I do not want to make people unnecessarily afraid. My colleagues have reported that about half of states are expected to allow bans or other limits on abortion to take effect, but even in those states, law enforcement has been focused on medical providers, not ordinary people. My colleagues have also reported that there are no abortion bans that try to prosecute women who cross state lines to seek abortions — although states could try in the future.
It is not just digital information that we share. We speak to friends, family members and strangers.
But now that access to an abortion is no longer considered a fundamental right, it is staggering to consider the breadth and depth of the information we spill out into the void.

Credit cards and surveillance video cameras snoop on us. Sure, Google knows what we have searched for and where we have been, but so do our cellphone providers and home internet companies, as well as many apps on our phones and networks of middlemen that we have never dealt with directly. When we use apps to look up the weather forecast or to make sure our shelves are level, information might find its way to a military contractor or a data-for-hire broker.

We can take some steps to minimize the amount of data that we emit, but it is virtually impossible to eliminate it. Few federal laws regulate the collection and sale of all this information about us, although the US House of Representatives is discussing the latest of many efforts to pass a broad, national digital privacy law.

It is not just digital information that we share. We speak to friends, family members and strangers. In some cases in which the authorities seek to charge women with inducing an abortion, it may be relatives or medical providers who tip off law enforcement.

Some of you reading this article may believe that if abortion is a crime, it is fair game for digital data on people seeking abortions to be used in criminal prosecutions. Several years ago, I was a juror in a trial of a man accused of serially harassing his former girlfriend, and I felt both grateful and unsettled that there was so much digital evidence of his crimes, including his call logs, emails, online posts and other information extracted from his smartphone. (We found the man guilty of most of the charges against him.)

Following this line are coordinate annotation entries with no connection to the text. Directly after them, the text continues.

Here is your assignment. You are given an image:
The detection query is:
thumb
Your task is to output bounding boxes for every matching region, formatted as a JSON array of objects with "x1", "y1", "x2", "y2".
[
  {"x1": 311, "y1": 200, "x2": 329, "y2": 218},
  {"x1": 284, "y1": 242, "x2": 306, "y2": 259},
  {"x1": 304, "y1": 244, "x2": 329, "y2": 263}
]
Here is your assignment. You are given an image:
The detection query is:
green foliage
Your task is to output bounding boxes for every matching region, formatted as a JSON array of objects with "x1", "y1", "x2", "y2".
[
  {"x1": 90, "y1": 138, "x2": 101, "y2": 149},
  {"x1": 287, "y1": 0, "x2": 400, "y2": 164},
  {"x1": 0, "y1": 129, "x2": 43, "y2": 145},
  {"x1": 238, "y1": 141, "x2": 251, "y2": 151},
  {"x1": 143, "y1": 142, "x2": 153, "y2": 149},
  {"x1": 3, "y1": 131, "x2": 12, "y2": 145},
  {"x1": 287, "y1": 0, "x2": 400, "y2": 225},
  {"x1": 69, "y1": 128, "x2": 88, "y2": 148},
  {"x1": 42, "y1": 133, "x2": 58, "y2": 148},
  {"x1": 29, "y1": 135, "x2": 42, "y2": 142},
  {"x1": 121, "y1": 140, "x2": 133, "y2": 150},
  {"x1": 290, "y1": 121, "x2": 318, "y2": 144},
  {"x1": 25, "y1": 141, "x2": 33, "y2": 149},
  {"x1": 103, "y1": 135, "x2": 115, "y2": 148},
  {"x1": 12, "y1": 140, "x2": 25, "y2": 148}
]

Inside Whole Woman’s Health, an abortion clinic in McAllen, Texas, April 29, 2022.

Authorities might use this information in ways that we agree with. But the sheer volume of information in so many hands with so few legal restrictions creates opportunities for misuse.

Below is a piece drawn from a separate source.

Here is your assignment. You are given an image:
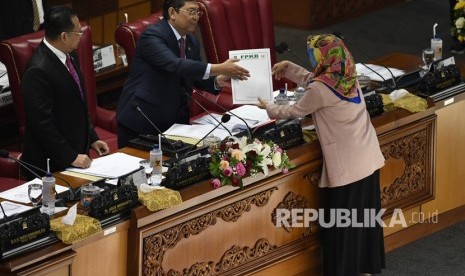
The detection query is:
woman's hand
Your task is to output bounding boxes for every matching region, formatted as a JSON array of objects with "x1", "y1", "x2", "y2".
[{"x1": 271, "y1": 60, "x2": 289, "y2": 80}]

My colleagues have shown that data spewed by smartphones can follow the president of the US. Stalkers have tricked cellphone providers into handing over people’s personal information. Churches have mined information on people in a crisis to market to them. Some US schools have bought gear to hack into children’s phones and siphon the data. Automated license-plate scanners have made it difficult to drive anywhere without winding up in a database that law enforcement might be able to access without a warrant.

Since Roe was overturned, most large US tech companies haven’t shared publicly how they might handle potential demands from law enforcement in future abortion-related criminal cases. Companies generally cooperate with legal requests like warrants or subpoenas from US authorities, although they sometimes push back and try to negotiate how much information they hand over.

In a situation in which one company refuses to cooperate, odds are that similar digital information might be available from another company that will. (There has been some attention around the potential for period-tracking apps to blab to authorities, but there are more direct sources of similar information.)

And companies built to grab as much information as possible won’t find it simple to become data-minimizing converts, even if they want to.

Google, Facebook, and Verizon are not going to protect the right to an abortion when the US Supreme Court says no such right exists. They and a zillion other companies with a limitless appetite for our information have created the conditions in which privacy doesn’t really exist.